A química entre Josh Hutcherson e AnnaSophia Robb é perfeita. Nunca a amizade (e o amor, não exatamente romântico) que surge entre os dois soa artificial graças a suas interpretações. Hutcherson, em especial, tem algumas cenas dramáticas excepcionais, enquanto sua companheira de cena não pode demonstrar todo o seu potencial, já que a história não lhe exige muito (o que é uma pena, já que Leslie – como Jesse pode comprovar – é uma personagem apaixonante). A May Belle vivida por Bailee Madison é simplesmente adorável, lembrando muitas irmãs caçulas reais, seja nos momentos bons, ou quando aprontam alguma. Robert Patrick constrói o seu Jack Aarons de maneira sólida. Seu personagem tem algumas cenas fortes com o filho, valendo destacar a que se passa no bosque e o diálogo na estufa, sobre o animal que Jesse salva. Já Zooey Deschannel realmente não tem muito o que fazer em cena, já que sua personagem pouco aparece no filme (embora, ressalto novamente, tenha sua importância).

A direção de Gabor Csupo é ótima. Csupo teve seus trabalhos mais reconhecidos na animação (tendo criado varias séries para a Nickelodeon, incluindo o sucesso "Rugrats") e mostra que sabe lidar com o público infantil, extraindo de seu elenco boas atuações, não forçando o tom dramático da narrativa além da conta (tentação na qual muitos diretores cairiam em determinados momentos da trama).
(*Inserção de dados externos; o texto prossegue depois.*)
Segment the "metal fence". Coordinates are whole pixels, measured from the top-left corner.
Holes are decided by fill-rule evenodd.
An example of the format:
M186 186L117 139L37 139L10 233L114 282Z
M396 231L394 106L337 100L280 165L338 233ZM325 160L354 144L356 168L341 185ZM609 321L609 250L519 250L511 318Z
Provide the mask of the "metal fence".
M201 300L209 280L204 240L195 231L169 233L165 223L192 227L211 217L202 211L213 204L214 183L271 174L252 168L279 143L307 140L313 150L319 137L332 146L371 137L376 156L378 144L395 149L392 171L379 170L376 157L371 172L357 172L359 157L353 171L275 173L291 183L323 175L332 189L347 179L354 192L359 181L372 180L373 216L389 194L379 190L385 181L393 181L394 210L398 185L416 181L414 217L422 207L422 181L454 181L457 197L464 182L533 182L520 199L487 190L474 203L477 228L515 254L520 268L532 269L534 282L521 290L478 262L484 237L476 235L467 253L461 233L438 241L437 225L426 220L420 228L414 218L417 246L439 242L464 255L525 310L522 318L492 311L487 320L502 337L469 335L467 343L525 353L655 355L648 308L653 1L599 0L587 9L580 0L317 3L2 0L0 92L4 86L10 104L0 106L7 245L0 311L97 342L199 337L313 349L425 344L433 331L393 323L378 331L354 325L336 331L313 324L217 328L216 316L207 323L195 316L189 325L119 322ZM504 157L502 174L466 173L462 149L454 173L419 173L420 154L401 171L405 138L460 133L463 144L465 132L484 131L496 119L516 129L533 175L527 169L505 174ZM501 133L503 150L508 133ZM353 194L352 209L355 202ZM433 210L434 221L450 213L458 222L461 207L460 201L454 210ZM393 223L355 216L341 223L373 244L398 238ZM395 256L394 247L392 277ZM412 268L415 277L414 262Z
É de se espantar que este seja seu primeiro longa com atores reais e espero vê-lo dirigindo outras produções em breve. Os efeitos especiais, feitos pela Weta Digital (de "King Kong"), não primam pelo realismo e nem deveriam, já que existem para passar a sensação de que todos os elementos fantásticos vistos na tela são oriundos da imaginação de Jesse e Leslie, cumprindo assim sua tarefa de maneira admirável. A edição, feita por John Gilbert (de "O Senhor dos Anéis – A Sociedade do Anel") é ótima para a trama contada, não sendo (e nem precisando) ser revolucionária. Apesar de ter uma trilha sonora orquestrada ótima e da excelente escolha de músicas que foram cantadas por Zooey Deschanel durante o filme, as músicas "pop" entonadas em determinados momentos destoam do filme, sendo o destaque negativo deste.

Um filme para pais e filhos, que pode suscitar conversas interessantes entre estes. Não recomendo para crianças muito pequenas e nem para adultos com pouca visão de mundo, mas para aqueles que tenham imaginação e que, citando o filme, possam deixar a mente aberta. Uma ótima surpresa, realmente.